PP2AC silencing impairs metformin efficacy for cofilin-1 dephosphorylation to protect endothelial barrier function (A) Human lung-ECs were transfected with scramble-siRNA (sc-siRNA) or PP2AC-siRNA then left untreated or treated with thrombin (25 nM, 15 min) in the absence and presence of metformin (10 mM, 2 h). Equal amounts of proteins from each condition were analyzed by Western blotting for phospho-cofilin-1-Ser³ and actin. The bar graphs represent quantitative analysis. Data analysis was performed from three independent experiments, and are presented as mean ± SD; ^∗∗ p < 0.001, ^∗ p < 0.05 (B) Human lung-ECs were transfected with sc-siRNA or PP2AC-siRNA then left untreated or treated with thrombin (25 nM) in the absence and presence of metformin (10 mM, 2 h). Electrical cell impedance was analyzed (represented as fold change index). Data analysis was performed from three independent experiments, and are presented as mean ± SD; ^∗∗ p < 0.001 vs. Scr-siRNA + thrombin treated group, ^∗ p < 0.05 vs. Scr-siRNA + thrombin, ##p < 0.001 vs. Scr-siRNA + met + thrombin treated group (C) Human lung-ECs were transfected with sc-siRNA or PP2AC-siRNA then left untreated or treated with thrombin (25 nM, 30 min) in the absence and presence of metformin (10 mM, 2 h). Representative immunofluorescence images of F-actin labelled with phalloidin-FITC (Scale bar: 20 μm). Data was performed in three independent experiments.

FIGURE 4

Metformin induced PP2AC phosphatase activity (A) Phosphatase activity was determined as described in the experimental procedure. Data analysis was performed from three independent experiments, and are presented as mean ± SD; ^∗∗∗ p < 0.001 vs. untreated group. Quiescent human lung-ECs were treated with 10 mM of metformin for the indicated time points. Equal amounts of proteins from each condition were analyzed by Western blotting for (B) phospho-PP2AC-Y³⁰⁷ and PP2AC (C) methyl-PP2AC-Leu³⁰⁹ and PP2AC. The bar graphs represent quantitative analysis. Data analysis was performed from three independent experiments, and are presented as mean ± SD; ^∗∗∗ p < 0.001 vs. 0 h treated group.

FIGURE 5

Overexpression of PP2AC mitigated thrombin-induced hyperpermeability and cofilin-1 phosphorylation. Human lung-ECs were transfected with PP2AC cDNA for 48 h and then (A) left untreated or treated with thrombin for indicated time points. Equal amount of proteins from each condition were analyzed by Western blotting for phospho-cofilin-1-Ser³, GFP and actin.
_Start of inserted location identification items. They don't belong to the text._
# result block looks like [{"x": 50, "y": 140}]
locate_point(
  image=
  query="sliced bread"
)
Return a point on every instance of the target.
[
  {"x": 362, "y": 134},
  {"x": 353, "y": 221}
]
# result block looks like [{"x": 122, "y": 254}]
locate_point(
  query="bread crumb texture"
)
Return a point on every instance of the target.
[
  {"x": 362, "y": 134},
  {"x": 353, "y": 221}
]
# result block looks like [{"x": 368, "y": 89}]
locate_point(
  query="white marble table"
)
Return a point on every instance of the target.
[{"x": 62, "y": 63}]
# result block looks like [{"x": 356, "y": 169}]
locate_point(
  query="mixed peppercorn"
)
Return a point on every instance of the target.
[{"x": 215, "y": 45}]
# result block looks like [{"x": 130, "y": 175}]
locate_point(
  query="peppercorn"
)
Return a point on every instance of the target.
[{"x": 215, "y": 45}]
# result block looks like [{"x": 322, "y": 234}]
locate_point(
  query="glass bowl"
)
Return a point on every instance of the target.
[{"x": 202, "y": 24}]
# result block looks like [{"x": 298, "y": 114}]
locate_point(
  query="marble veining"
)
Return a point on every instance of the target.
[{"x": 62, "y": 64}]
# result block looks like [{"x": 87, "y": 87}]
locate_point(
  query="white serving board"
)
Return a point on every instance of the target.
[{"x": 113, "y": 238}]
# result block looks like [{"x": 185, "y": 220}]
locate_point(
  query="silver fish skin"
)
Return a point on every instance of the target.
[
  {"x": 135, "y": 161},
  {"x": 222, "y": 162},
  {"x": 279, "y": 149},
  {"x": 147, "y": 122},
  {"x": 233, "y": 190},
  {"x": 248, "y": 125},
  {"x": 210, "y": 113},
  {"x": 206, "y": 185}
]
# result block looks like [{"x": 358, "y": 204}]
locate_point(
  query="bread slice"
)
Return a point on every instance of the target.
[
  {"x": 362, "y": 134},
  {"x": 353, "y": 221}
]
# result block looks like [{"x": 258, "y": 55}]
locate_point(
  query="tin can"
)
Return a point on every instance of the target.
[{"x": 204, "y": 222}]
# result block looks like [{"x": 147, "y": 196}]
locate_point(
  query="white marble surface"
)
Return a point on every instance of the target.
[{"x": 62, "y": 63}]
The bar graphs represent quantitative analysis Data analysis was performed from three independent experiments, and are presented as mean ± SD; ^∗∗∗ p < 0.001 vs. non-transfected thrombin-treated corresponding time point. Human lung-ECs were transfected with PP2AC cDNA for 48 h and then (B) left untreated or treated with thrombin (25 nM) and electrical cell impedance was analyzed (represented as fold change index). Data analysis was performed from three independent experiments, and are presented as mean ± SD; ^∗∗ p < 0.01 vs. non-transfected thrombin-treated group (C) Left untreated or treated with thrombin (25 nM, 30 min) in the absence and presence of metformin (10 mM, 2 h). Representative immunofluorescence images of F-actin labelled with phalloidin-FITC (Scale bar: 20 μm). Data was performed in three independent experiments.